融合双重注意力与加权动态卷积的车辆损伤分类模型

doi:10.11996/JG.j.2095-302X.2026010017

摘要/Abstract

摘要：

针对车险理赔客户上传的车辆损伤图像中存在损伤类型形态相似、分类困难的问题，提出了一种适用于车辆损伤分类的模型ResAWDNet。首先，为有效增强模型对损伤特征的提取能力，使用加权动态卷积代替原有的下采样操作，依据输入特征动态调整卷积核权重，提高模型对不同尺度和方向特征的适应性，从而更准确地捕捉损伤的细微差异。其次，为了使模型关注图像中的显著性判别区域和特征通道，在主干网络的卷积层后嵌入了双重注意力机制，同时学习空间和通道维度上的重要权重，提升模型对关键信息的捕捉能力，进一步提升模型在损伤分类任务中的决策准确性。最后，基于真实事故案例的车辆损伤图片数据集进行实验验证。实验结果表明，ResAWDNet模型在车辆损伤分类任务中切实可行且优势显著，整体分类准确率达到73.79%。与基线模型相比，ResAWDNet在多类损伤类型的分类上均展现出更高的准确率，有力地证明了该模型的有效性。

关键词: 智能定损, 图像分类, 深度学习, 注意力机制, 动态卷积

Abstract:

To address the challenges of morphological similarity and the resulting difficulty in classifying vehicle damage images uploaded by clients for auto insurance claims, a model named ResAWDNet was proposed for vehicle damage classification.
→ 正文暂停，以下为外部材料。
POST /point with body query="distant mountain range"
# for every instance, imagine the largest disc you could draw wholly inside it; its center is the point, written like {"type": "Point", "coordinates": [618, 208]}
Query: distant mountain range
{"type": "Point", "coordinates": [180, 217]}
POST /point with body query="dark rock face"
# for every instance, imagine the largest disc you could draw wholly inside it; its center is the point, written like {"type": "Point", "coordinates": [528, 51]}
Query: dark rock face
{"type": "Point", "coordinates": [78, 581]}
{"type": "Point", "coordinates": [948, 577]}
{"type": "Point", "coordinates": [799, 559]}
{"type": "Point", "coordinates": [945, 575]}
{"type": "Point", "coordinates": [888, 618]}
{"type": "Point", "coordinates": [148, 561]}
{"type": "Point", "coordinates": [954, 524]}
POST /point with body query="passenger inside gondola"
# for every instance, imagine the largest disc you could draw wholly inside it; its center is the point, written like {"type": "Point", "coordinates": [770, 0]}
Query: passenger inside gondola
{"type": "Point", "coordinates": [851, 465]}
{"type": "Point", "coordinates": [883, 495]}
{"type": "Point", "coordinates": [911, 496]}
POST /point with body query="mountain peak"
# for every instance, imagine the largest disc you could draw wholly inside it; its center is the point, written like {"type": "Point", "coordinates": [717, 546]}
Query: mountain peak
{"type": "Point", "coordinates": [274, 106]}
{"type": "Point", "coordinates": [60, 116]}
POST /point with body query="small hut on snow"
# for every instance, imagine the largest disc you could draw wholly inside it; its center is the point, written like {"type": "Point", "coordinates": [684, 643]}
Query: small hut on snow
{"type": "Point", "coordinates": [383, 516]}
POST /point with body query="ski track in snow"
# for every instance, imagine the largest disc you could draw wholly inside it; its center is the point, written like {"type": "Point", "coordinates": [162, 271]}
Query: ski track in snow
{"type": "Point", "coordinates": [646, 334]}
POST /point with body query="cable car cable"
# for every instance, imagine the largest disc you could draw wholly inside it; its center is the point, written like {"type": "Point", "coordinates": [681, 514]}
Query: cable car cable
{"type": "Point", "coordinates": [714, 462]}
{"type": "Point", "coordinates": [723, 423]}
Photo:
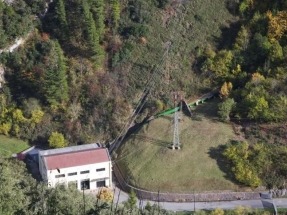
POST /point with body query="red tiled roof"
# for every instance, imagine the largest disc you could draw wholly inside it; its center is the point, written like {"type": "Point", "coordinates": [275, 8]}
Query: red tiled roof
{"type": "Point", "coordinates": [79, 158]}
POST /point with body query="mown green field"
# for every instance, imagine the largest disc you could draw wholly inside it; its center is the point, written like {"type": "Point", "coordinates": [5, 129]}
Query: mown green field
{"type": "Point", "coordinates": [8, 146]}
{"type": "Point", "coordinates": [149, 163]}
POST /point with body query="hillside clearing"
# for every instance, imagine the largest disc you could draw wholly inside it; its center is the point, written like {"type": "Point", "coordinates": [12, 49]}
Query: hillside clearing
{"type": "Point", "coordinates": [151, 165]}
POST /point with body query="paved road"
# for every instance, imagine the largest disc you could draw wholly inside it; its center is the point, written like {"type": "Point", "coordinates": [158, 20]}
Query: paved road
{"type": "Point", "coordinates": [190, 206]}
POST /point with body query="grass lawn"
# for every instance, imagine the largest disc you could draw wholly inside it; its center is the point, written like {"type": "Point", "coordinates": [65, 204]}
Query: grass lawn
{"type": "Point", "coordinates": [8, 146]}
{"type": "Point", "coordinates": [150, 164]}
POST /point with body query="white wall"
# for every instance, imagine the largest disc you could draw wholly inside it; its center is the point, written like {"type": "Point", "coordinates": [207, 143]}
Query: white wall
{"type": "Point", "coordinates": [93, 176]}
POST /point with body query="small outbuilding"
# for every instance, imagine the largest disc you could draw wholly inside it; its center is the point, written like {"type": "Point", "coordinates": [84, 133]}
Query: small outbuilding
{"type": "Point", "coordinates": [84, 166]}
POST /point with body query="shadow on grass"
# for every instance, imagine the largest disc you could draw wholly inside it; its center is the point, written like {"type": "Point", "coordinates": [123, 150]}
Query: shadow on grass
{"type": "Point", "coordinates": [223, 164]}
{"type": "Point", "coordinates": [153, 141]}
{"type": "Point", "coordinates": [208, 109]}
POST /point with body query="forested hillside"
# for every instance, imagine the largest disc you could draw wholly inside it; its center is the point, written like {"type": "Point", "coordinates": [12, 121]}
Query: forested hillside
{"type": "Point", "coordinates": [86, 63]}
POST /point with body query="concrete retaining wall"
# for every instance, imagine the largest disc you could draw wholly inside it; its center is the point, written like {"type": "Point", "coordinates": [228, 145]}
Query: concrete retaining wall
{"type": "Point", "coordinates": [183, 197]}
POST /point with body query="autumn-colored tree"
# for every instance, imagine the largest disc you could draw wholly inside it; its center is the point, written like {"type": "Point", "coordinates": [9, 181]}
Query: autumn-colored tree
{"type": "Point", "coordinates": [225, 89]}
{"type": "Point", "coordinates": [257, 78]}
{"type": "Point", "coordinates": [242, 39]}
{"type": "Point", "coordinates": [277, 24]}
{"type": "Point", "coordinates": [243, 170]}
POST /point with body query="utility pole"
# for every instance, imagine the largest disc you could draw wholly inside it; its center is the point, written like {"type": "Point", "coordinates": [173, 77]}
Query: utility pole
{"type": "Point", "coordinates": [177, 99]}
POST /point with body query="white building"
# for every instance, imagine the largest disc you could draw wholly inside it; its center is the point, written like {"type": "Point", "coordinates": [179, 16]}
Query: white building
{"type": "Point", "coordinates": [85, 166]}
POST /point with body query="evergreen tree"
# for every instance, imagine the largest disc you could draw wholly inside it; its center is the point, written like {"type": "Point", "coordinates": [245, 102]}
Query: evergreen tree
{"type": "Point", "coordinates": [93, 36]}
{"type": "Point", "coordinates": [99, 16]}
{"type": "Point", "coordinates": [116, 12]}
{"type": "Point", "coordinates": [3, 37]}
{"type": "Point", "coordinates": [55, 84]}
{"type": "Point", "coordinates": [61, 16]}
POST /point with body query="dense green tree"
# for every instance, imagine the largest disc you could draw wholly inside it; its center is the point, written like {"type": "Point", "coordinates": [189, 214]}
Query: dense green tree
{"type": "Point", "coordinates": [61, 16]}
{"type": "Point", "coordinates": [116, 12]}
{"type": "Point", "coordinates": [55, 86]}
{"type": "Point", "coordinates": [15, 185]}
{"type": "Point", "coordinates": [93, 36]}
{"type": "Point", "coordinates": [98, 10]}
{"type": "Point", "coordinates": [57, 140]}
{"type": "Point", "coordinates": [225, 108]}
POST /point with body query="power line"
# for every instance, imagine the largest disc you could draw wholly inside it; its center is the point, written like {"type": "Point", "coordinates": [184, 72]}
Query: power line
{"type": "Point", "coordinates": [143, 99]}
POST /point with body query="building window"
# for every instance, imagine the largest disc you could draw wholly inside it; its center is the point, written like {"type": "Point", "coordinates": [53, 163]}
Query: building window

Firstly, to effectively augment the model’s capacity for extracting damage features, the traditional down sampling operation was replaced with weighted dynamic convolution. This approach dynamically adjusted the weights of convolutional kernels based on the input features, thereby enhancing the model’s adaptability to features of varying scales and orientations. As a result, it enabled more precise capture of the subtle differences in vehicle damage. Secondly, to ensure that the model could concentrate on the salient discriminative regions and feature channels within the images, a dual attention mechanism was embedded after the convolutional layers of the backbone network. This mechanism concurrently learned the important weights in both spatial and channel dimensions, significantly enhancing the model’s ability to capture crucial information. Consequently, it further enhanced the decision-making accuracy of the model in the task of vehicle damage classification. Finally, experimental validation was conducted based on a dataset of vehicle damage images sourced from real accident cases. The experimental results demonstrated that the ResAWDNet model was feasible and offered significant advantages for vehicle damage classification tasks, achieving an accuracy rate of 73.79%. Compared with baseline models, ResAWDNet achieved higher accuracy in classifying multiple types of damages, robustly validating the effectiveness of the proposed model.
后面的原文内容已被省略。